Your shoes, hair, hat, boxer shorts if you have on low slung jeans while astride your boda, and the rest of your clothes in general always say something about you. Even the most robustly unfashionable among us, (that’s me) is aware of that.
Your apparel is in constant chatter with the crowd around you, collaborating in a joint statement about what, who and why the heck you are.
As innocent an act as draping yourself in fabric is all it takes, and off they go. They will be screaming slanders about you all day. You sit at your desk, naively thinking that by being quiet you are being silent, but no. As long as you are visible and clad, something is screeching wolokoso about you at everyone.
I am short sighted. Short Sighted but still perceptive. So I know that what I wear has some impression it makes. That’s why, at least once in a while, I do make an effort to curate the statement issued. I will probably to draft a release like, “Don’t be frightened. I am merely eccentric; that’s the harmless form of crazy.” with a plain blue button-down shirt and black khakis.
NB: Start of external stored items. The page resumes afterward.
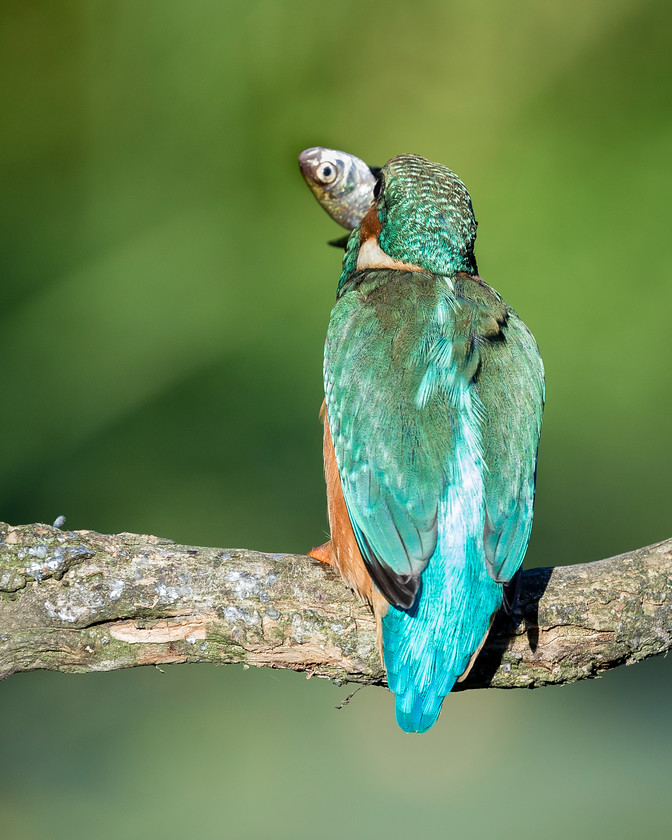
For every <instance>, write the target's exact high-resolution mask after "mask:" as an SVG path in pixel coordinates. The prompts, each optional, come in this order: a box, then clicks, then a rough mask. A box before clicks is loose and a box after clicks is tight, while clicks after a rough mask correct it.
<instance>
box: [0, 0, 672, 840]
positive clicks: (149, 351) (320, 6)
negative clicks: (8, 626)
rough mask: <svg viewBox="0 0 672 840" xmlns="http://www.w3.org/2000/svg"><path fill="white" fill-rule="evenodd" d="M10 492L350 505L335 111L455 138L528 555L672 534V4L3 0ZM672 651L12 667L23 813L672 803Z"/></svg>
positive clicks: (368, 135) (363, 823) (343, 809)
mask: <svg viewBox="0 0 672 840" xmlns="http://www.w3.org/2000/svg"><path fill="white" fill-rule="evenodd" d="M1 23H2V25H1V27H0V33H1V34H0V37H1V38H2V45H1V49H0V62H2V78H3V84H4V97H3V99H4V108H3V116H4V119H3V130H2V135H1V136H0V150H1V155H0V166H1V167H2V175H3V189H2V201H3V202H4V205H5V206H4V213H3V225H2V231H1V232H0V236H1V237H2V245H1V249H0V253H1V254H2V262H3V269H2V283H3V285H2V308H1V311H0V319H1V323H0V358H1V359H2V379H3V408H2V429H3V440H4V447H3V457H2V460H1V463H0V473H1V476H2V480H1V481H0V500H1V508H0V516H1V517H2V518H3V519H6V520H7V521H9V522H12V523H14V524H17V523H23V522H32V521H42V522H51V521H53V519H54V518H55V517H56V516H57V515H58V514H61V513H64V514H66V515H67V517H68V527H70V528H73V529H74V528H92V529H96V530H99V531H104V532H117V531H125V530H127V531H138V532H144V533H153V534H159V535H161V536H166V537H171V538H173V539H175V540H178V541H180V542H186V543H193V544H210V545H220V546H247V547H253V548H258V549H264V550H269V551H293V552H301V551H305V550H306V549H307V548H308V547H309V546H311V545H313V544H315V543H317V542H320V541H322V539H323V534H324V532H325V529H326V517H325V512H324V511H325V502H324V488H323V480H322V472H321V443H320V427H319V425H318V421H317V410H318V407H319V404H320V400H321V389H322V385H321V356H322V343H323V337H324V333H325V329H326V324H327V319H328V315H329V310H330V307H331V305H332V302H333V299H334V293H335V287H336V282H337V277H338V273H339V255H338V252H336V251H335V250H333V249H329V248H327V247H326V245H325V241H326V240H327V239H329V238H332V237H334V236H337V235H339V229H338V228H337V227H336V226H335V225H334V224H333V223H332V222H331V221H330V220H329V219H328V217H327V216H326V215H325V214H324V213H323V212H322V211H321V210H320V209H319V208H318V206H317V204H316V203H315V202H314V200H313V198H312V197H311V195H310V193H309V192H308V190H307V189H306V187H305V185H304V184H303V181H302V179H301V177H300V175H299V172H298V168H297V165H296V155H297V154H298V152H299V151H300V150H301V149H303V148H305V147H307V146H312V145H326V146H332V147H336V148H342V149H345V150H347V151H350V152H352V153H355V154H357V155H359V156H361V157H363V158H365V159H366V160H367V161H369V162H371V163H378V164H380V163H383V162H385V161H386V160H387V159H388V158H389V157H392V156H393V155H395V154H398V153H400V152H407V151H408V152H417V153H421V154H424V155H426V156H427V157H430V158H432V159H435V160H440V161H442V162H444V163H446V164H448V165H449V166H451V167H452V168H454V169H455V170H456V171H457V172H458V173H459V174H460V176H461V177H462V178H463V180H464V181H465V182H466V184H467V186H468V187H469V189H470V191H471V194H472V197H473V201H474V207H475V210H476V215H477V218H478V220H479V223H480V227H479V232H480V233H479V240H478V248H477V256H478V261H479V267H480V269H481V273H482V274H483V276H484V277H485V279H486V280H487V281H488V282H489V283H492V284H493V285H494V286H495V287H496V288H497V289H498V290H499V291H500V292H501V293H502V294H503V296H504V297H505V298H506V299H507V300H508V301H510V302H511V303H512V304H513V305H514V306H515V307H516V309H517V310H518V312H519V313H520V314H521V315H522V317H523V318H524V319H525V321H526V322H527V323H528V324H529V326H530V327H531V328H532V330H533V331H534V333H535V335H536V337H537V340H538V342H539V345H540V347H541V350H542V354H543V357H544V361H545V364H546V370H547V379H548V393H547V397H548V402H547V412H546V417H545V422H544V431H543V437H542V447H541V456H540V464H539V486H538V495H537V514H536V520H535V528H534V534H533V539H532V543H531V545H530V550H529V553H528V558H527V561H526V562H527V565H528V566H534V565H548V564H558V563H566V562H582V561H589V560H594V559H597V558H600V557H606V556H609V555H611V554H615V553H619V552H621V551H626V550H628V549H631V548H635V547H637V546H640V545H645V544H648V543H652V542H655V541H656V540H660V539H663V538H665V537H669V536H671V535H672V523H671V522H670V516H669V513H670V507H671V496H672V493H671V490H670V472H671V470H672V455H671V447H670V439H669V424H670V411H671V410H672V400H671V398H670V384H671V383H670V356H671V355H672V354H671V350H670V348H671V343H670V315H669V313H670V310H671V307H672V282H671V279H670V278H671V277H672V248H671V246H670V234H669V229H670V224H671V223H672V210H671V209H670V196H671V195H672V155H670V149H671V148H672V108H671V103H670V78H671V69H672V68H671V60H670V45H669V32H670V28H671V26H672V6H670V4H669V3H666V2H643V0H592V1H591V2H586V0H566V2H564V3H562V4H560V3H558V2H538V3H529V2H520V0H513V2H507V3H502V2H497V0H481V1H480V2H474V3H461V4H458V3H455V2H446V1H445V0H443V2H432V0H414V2H413V3H408V4H402V3H399V4H394V3H383V2H361V1H360V2H353V0H342V2H340V3H338V4H337V5H334V4H319V3H314V2H313V3H308V2H298V0H297V1H296V2H295V1H294V0H287V2H279V0H265V1H264V0H248V1H247V2H245V3H233V2H223V0H220V2H215V1H214V0H191V2H186V0H185V2H175V0H127V2H120V1H119V0H108V2H100V1H99V0H81V2H54V0H43V2H34V1H33V0H4V2H3V4H2V22H1ZM671 687H672V685H671V681H670V668H669V663H667V662H665V661H664V660H662V659H660V660H655V661H650V662H647V663H644V664H642V665H638V666H636V667H635V668H631V669H620V670H619V671H616V672H613V673H611V674H609V675H607V676H606V677H605V678H604V679H602V680H599V681H593V682H587V683H584V684H577V685H574V686H569V687H565V688H557V689H544V690H541V691H537V692H524V691H515V692H497V691H482V692H467V693H462V694H459V695H455V696H453V697H450V698H449V699H448V701H447V702H446V705H445V708H444V712H443V715H442V717H441V718H440V720H439V722H438V724H437V726H436V727H435V728H434V729H433V730H432V731H431V732H430V733H429V734H428V735H426V736H423V737H409V736H403V735H402V734H401V733H400V732H399V731H398V730H397V728H396V725H395V723H394V715H393V708H392V705H393V704H392V699H391V697H390V695H389V694H388V693H387V692H386V691H384V690H382V689H374V688H372V689H365V690H362V691H360V692H359V693H358V694H357V695H356V696H355V698H354V700H353V701H352V702H351V703H350V705H349V706H347V707H346V708H345V709H343V710H342V711H335V710H334V707H335V706H336V704H337V703H339V702H340V701H341V700H342V699H343V698H344V696H345V695H346V694H347V693H348V690H347V688H337V687H334V686H332V685H330V684H328V683H324V682H320V681H318V680H312V681H311V682H308V683H307V682H306V681H305V679H303V678H302V677H301V676H299V675H295V674H290V673H284V672H273V671H270V670H262V671H247V672H245V671H243V670H242V669H239V668H237V667H228V668H220V669H218V668H211V667H196V666H194V667H175V668H170V669H167V670H166V673H165V674H161V673H159V671H158V670H155V669H144V670H135V671H128V672H118V673H111V674H94V675H88V676H81V677H75V676H63V675H60V674H46V673H36V674H28V675H19V676H16V677H14V678H12V679H11V680H9V681H8V682H5V683H3V684H2V685H1V686H0V714H1V716H2V717H1V720H2V724H1V728H0V733H1V735H0V826H1V827H0V835H1V836H2V838H3V840H4V838H7V839H8V840H14V839H15V838H16V840H33V838H35V839H37V838H39V840H42V838H49V840H51V838H53V840H60V839H61V838H75V840H78V838H97V839H98V840H106V838H119V837H129V838H135V837H148V838H153V837H162V838H178V837H183V836H190V835H193V836H198V837H201V838H228V837H231V838H262V837H268V836H273V837H277V838H280V839H281V840H284V839H285V838H287V840H290V839H291V840H296V839H299V838H312V837H324V838H342V837H370V836H378V835H381V834H383V832H384V835H385V836H386V837H387V838H389V839H390V840H395V839H396V838H408V837H409V836H410V837H426V836H432V837H433V836H454V835H456V834H459V835H461V836H465V837H476V838H479V837H484V836H485V835H486V834H489V835H494V834H496V835H498V836H500V837H502V838H508V837H516V838H532V837H538V836H544V837H546V838H565V837H580V838H582V837H591V838H593V837H609V838H620V837H631V836H632V835H633V834H635V833H636V834H637V835H638V836H643V837H667V836H669V830H670V829H669V822H670V819H669V783H670V769H671V767H670V764H671V755H672V752H671V748H672V740H671V732H672V727H671V725H670V723H669V721H668V709H669V700H668V695H669V691H670V688H671Z"/></svg>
Most days however, I won’t try so hard or, honestly, at all, so the message sent will just basically be, “Leave me alone; go exercise your presumptuous, pretentious, faux-psychic, quack-sherlockian, hack-mentalist kamanyiiro on someone else. Don’t waste the misapprehension that you have the right to an opinion on me because I will not acknowledge it with anything but the most curt dismissal: basic jeans and a tee. Go to instagram and judge a Kardashian there. That will satisfy you better.”
You know, I keep it simple
I have the same general view on my choice of frames for my glasses. They were always thin, black and as unspectacular as possible (You see what I did there? I am showing off. And I’m not yet done) because I recently began to see things in a new light. You could say my eyes were opened. I had never envisioned this, but it appears I was being myopic, not taking the full scene into view.
Lately I have changed and now realise that some items of attire look good. So now I care a little, a relatively, but significant little, a minute but measurable karittro more about these things. Like, instead of just t shirts, now I wear nice t shirts. Some of them kind of fly, too. What can I say? I had taste all along.
I am not going all host of NBS Catch Up with a K or The Oozy Vertical, nothing so flamboyant, but sometimes, maybe a modest little flourish here, a wink and a grin sparking out of an otherwise unremarkable ensemble. It gives me a mild dopamine kick.
Besides, I am told dressing better helps provide confidence. When you interact with people, confidence helps and clothing can provide that.
But I am not an introvert. I am a misanthrope. I don’t require confidence to interact with people, I require patience and dressing a certain way helps expedite certain interactions that would have otherwise been more tedious. Like the collars, jacket and tie combo that we learned during our hustling days is essential when you go to get your cheque.
If you are still youth and don’t know this yet, always go for your payment in business attire. Jacket, tie and/or high heels. It’s like walking in with thunder and lightning swirling around you, and a dragon barking that Rihanna song. You know the one.
I have two pairs of glasses now. Got both from House of Penda.
The ones in the collage below, are my Clark Kent pair. Black, conservative, serious.
I think they will be very effective in coming months when I am sitting across a desk, a pensive look darkening my face as I absently remove the glasses and twirl them in one hand by the stem, just for a moment, and then, emitting a “hmmmm” in a tone of mystery, a tone that leaves the listener wondering whether I hmmmmed in Luganda or English, lip-bite the tip of the stem for a second, before I slowly, with both hands, in a single, deliberate motion, as certain and yet as smooth as a Messi free kick, lift them back to the bridge of my nose, then lean backwards, temple my fingers together, and, just as the bead of sweat that has been forming on my victim’s temple begins to become too heavy to hold, utter the words, “Okay. We have a deal.”
I may even practice doing it in the voice of Cottonmouth from Luke Cage.